Celle-ci considéra longtemps la jeune anglaise sans parler, et elle parut deviner un trouble quelconque dans l’esprit de son amie.

— Margaret, dit-elle gravement, tu n’es pas venue uniquement pour me faire tes adieux, mais aussi pour me confier quelque chose qui t’importune.

— C’est vrai, avoua tristement Margaret. Mais je ne serais pas partie sans venir t’embrasser. Et je t’assure que ce départ pour l’Angleterre me cause beaucoup de chagrins.

— Pauvre Margaret ! soupira Louise.

— Vois-tu, ma chère Louise, j’avais appris à aimer ce pays et ceux qui l’habitent.

— Il faut rester, en ce cas.

— Impossible. Nous ne sommes plus dans une situation bien florissante, et mon père veut aller se remettre dans les affaires à Londres.

— Je te plains bien, si tu quittes le Canada avec regrets, je sais moi-même ce que c’est que de vivre loin du pays qu’on aime. Si tu savais seulement combien je me suis ennuyée là-bas de mon beau Canada ! Souvent j’ai pleuré.

— Et pourtant, Louise, tu avais autour de toi des êtres chéris : un mari qui t’aime follement, des enfants beaux comme le soleil !

— C’est vrai. Sans eux je ne sais ce que je serais devenue. Et avec l’ennui j’avais sur le cœur deux deuils atroces : mon cher frère assassiné par je ne sais quel barbare, et mon père que tuait peu à peu la captivité !

— Oh ! s’écria Margaret, nous avons traversé des temps affreux, c’est aujourd’hui que j’en constate toute l’horreur ! Aussi, suis-je venue en même temps me décharger d’un remords que je ne peux emporter avec moi ! Oui, Louise, tu as bien deviné que j’ai un terrible secret à te dévoiler.

— Ô mon Dieu ! que viens-tu m’apprendre ? demanda Louise en pâlissant.

— Je veux te dire qui a été le meurtrier de ton frère !

— Tu le connais ?

— Je le connaissais…

— Oh ! parle, Margaret, parle vite ! s’écria Louise avec agitation. S’il n’est pas trop tard pour que cet homme soit châtié, il le sera justement ! Parle !

— Celui qui a tué ton frère, Pierre Darmontel, c’est mon cousin, Daniel Foxham !

— Foxham !… murmura Louise sans trop d’étonnement. Et elle ajouta : Je l’avais un peu soupçonné de ce meurtre !

— Seulement, ma chère Louise, Foxham n’avait pas prémédité cet assassinat, en ce sens qu’il ne voulait nullement tuer ton frère qu’il ne connaissait pas ! Il avait pensé qu’il tuait monsieur Saint-Vallier !

— Foxham !… murmura encore Louise qui demeura sombre et pensive.

— Hélas ! ma chère amie, tu ne saurais t’imaginer toute l’horreur que j’ai éprouvée quand j’ai connu les crimes de cet homme. Et c’était mon cousin et je l’avais aimé !

— Pauvre enfant ! soupira Louise qui vit des larmes dans les yeux de Margaret.

— Aussi, suis-je venue pour essayer d’empêcher un autre meurtre non moins abominable !

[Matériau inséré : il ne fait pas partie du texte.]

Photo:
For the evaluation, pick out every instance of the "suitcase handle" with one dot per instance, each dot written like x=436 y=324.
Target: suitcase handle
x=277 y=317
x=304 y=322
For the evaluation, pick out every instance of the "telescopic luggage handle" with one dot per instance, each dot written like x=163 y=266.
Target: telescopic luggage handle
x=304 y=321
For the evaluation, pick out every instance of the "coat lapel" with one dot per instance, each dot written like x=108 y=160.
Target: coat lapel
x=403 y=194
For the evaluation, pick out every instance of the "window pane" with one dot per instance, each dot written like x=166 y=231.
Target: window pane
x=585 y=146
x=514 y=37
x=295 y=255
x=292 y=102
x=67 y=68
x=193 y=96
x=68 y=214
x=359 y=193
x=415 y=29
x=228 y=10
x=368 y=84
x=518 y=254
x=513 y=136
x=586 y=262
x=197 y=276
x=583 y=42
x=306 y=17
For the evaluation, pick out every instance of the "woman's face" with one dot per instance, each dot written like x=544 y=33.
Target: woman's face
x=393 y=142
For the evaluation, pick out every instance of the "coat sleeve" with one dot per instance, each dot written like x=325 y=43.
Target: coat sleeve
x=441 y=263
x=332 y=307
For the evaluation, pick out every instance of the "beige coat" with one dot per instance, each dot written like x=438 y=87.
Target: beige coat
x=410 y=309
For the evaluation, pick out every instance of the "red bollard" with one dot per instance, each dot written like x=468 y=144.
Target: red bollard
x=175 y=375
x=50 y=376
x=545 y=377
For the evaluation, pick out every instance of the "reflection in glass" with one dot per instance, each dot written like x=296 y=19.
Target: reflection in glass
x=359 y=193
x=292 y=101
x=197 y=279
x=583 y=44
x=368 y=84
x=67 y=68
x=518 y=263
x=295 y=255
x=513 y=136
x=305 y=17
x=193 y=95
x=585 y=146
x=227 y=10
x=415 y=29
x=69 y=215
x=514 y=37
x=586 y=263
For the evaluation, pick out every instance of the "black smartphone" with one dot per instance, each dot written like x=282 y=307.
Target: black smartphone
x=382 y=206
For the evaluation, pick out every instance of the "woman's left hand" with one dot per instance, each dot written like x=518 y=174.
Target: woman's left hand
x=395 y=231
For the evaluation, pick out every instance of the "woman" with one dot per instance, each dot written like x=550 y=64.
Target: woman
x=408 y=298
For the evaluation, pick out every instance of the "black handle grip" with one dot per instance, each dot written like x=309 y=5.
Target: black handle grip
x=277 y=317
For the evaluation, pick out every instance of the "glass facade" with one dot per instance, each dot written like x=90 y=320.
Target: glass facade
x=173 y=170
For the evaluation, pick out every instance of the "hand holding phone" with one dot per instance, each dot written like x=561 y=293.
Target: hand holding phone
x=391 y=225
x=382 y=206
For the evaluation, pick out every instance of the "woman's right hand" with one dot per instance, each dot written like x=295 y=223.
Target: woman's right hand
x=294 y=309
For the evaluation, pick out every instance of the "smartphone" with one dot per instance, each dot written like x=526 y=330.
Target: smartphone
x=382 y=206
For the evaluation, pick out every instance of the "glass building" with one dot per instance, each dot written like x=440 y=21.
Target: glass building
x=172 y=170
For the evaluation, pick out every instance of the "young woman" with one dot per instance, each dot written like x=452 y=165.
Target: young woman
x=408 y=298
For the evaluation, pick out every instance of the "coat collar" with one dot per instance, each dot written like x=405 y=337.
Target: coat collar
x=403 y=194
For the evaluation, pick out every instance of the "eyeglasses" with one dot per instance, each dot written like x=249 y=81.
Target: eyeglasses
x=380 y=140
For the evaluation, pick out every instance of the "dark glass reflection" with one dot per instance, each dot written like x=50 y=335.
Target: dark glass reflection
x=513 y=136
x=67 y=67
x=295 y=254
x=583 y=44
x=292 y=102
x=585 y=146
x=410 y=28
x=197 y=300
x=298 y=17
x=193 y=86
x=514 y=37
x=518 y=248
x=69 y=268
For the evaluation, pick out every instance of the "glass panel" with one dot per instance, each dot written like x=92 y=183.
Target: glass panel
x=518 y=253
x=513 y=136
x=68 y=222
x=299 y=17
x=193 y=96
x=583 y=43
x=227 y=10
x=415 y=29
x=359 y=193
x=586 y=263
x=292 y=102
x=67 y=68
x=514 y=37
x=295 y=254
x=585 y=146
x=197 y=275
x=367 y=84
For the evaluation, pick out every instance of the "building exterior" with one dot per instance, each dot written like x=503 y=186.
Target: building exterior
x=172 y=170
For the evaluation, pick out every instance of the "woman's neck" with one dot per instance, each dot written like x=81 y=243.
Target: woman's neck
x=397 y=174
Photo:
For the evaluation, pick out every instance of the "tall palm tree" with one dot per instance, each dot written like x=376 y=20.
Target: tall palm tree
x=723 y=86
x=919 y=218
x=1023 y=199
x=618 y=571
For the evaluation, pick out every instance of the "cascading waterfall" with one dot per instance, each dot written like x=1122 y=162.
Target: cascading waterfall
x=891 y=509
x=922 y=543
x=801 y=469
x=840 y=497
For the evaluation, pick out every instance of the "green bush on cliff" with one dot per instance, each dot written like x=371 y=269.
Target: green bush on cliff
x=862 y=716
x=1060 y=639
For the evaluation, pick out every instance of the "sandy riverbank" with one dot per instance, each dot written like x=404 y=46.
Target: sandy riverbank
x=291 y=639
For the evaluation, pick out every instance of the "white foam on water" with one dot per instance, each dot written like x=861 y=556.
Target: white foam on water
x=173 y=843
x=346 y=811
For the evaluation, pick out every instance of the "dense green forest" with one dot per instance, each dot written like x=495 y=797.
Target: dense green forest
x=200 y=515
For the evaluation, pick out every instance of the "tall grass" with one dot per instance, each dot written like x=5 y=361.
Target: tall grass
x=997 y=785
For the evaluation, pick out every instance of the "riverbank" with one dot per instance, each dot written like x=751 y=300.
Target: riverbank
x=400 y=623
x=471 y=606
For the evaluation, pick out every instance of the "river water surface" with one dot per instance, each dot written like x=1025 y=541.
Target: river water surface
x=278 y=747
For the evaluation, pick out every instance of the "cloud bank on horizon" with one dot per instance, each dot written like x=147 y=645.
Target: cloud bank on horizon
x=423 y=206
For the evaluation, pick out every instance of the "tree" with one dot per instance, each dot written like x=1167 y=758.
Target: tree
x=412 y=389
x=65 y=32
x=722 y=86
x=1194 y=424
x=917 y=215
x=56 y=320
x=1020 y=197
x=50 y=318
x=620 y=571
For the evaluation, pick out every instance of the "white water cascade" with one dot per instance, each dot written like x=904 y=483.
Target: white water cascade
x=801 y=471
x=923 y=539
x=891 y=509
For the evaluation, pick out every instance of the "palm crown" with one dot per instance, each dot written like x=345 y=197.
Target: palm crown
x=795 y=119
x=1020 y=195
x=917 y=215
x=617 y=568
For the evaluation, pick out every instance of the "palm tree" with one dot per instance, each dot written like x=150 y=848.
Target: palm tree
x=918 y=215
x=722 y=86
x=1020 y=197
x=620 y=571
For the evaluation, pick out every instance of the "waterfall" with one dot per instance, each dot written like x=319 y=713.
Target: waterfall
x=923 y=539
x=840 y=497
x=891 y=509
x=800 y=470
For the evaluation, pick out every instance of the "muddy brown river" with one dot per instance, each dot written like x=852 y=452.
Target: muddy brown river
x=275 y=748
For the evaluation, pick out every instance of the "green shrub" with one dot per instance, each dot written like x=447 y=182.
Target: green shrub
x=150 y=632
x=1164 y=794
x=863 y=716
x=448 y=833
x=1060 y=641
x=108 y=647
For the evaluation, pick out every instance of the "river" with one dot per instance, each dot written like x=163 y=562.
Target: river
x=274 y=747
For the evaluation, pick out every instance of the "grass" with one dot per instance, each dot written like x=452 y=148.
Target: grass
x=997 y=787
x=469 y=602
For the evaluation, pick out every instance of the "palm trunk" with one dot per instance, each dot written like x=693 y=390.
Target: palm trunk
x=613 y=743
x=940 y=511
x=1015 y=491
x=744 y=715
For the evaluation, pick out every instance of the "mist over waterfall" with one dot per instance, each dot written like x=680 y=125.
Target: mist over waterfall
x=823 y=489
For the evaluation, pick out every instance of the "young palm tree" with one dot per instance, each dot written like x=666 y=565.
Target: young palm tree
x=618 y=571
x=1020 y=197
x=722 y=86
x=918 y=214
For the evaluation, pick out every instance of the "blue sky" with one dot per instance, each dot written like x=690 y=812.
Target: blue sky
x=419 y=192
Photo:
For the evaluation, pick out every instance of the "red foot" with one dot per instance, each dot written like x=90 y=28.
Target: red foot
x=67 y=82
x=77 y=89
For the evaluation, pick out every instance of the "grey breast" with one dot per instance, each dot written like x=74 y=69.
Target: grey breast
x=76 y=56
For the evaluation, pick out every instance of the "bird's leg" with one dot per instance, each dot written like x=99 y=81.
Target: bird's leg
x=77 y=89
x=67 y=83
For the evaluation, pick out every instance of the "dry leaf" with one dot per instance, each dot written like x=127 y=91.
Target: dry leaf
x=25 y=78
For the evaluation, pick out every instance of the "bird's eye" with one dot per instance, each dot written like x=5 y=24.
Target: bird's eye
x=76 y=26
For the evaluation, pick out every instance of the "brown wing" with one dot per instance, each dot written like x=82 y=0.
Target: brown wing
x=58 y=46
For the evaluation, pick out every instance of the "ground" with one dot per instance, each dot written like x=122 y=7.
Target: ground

— Un autre meurtre ! s’écria Louise… Ah ! mais cette fois tu m’épouvantes, Margaret.

Elle eut le rapide pressentiment qu’on en voulait encore à Saint-Vallier. Puis, elle ajouta :

— Mais je pensais Foxham parti !

— Il est en Angleterre, en effet, et il y est allé avec le dessein de faire disparaître Du Calvet !

— Ah ! il en veut encore à Du Calvet !

— Il a pour ce gentilhomme français une haine que je ne peux m’expliquer.

Les deux amies s’entretinrent longtemps, puis Miss Margaret se retira lorsque Saint-Vallier entra, après avoir été absent tout le jour.

Après le départ de Margaret Toller, Louise mit son mari au courant des choses terribles que lui avait apprises la jeune anglaise.

Saint-Vallier frémit de colère.

— Oh ! grinça-t-il, pourquoi n’ai-je pas envoyé en enfer ce Foxham maudit ! N’importe ! je vais écrire à l’instant à Du Calvet pour le mettre sur ses gardes. Je vais également écrire à Saint-Martin afin qu’il fasse dépister ce bandit !

Et Saint-Vallier pénétra dans son étude pour écrire ces lettres.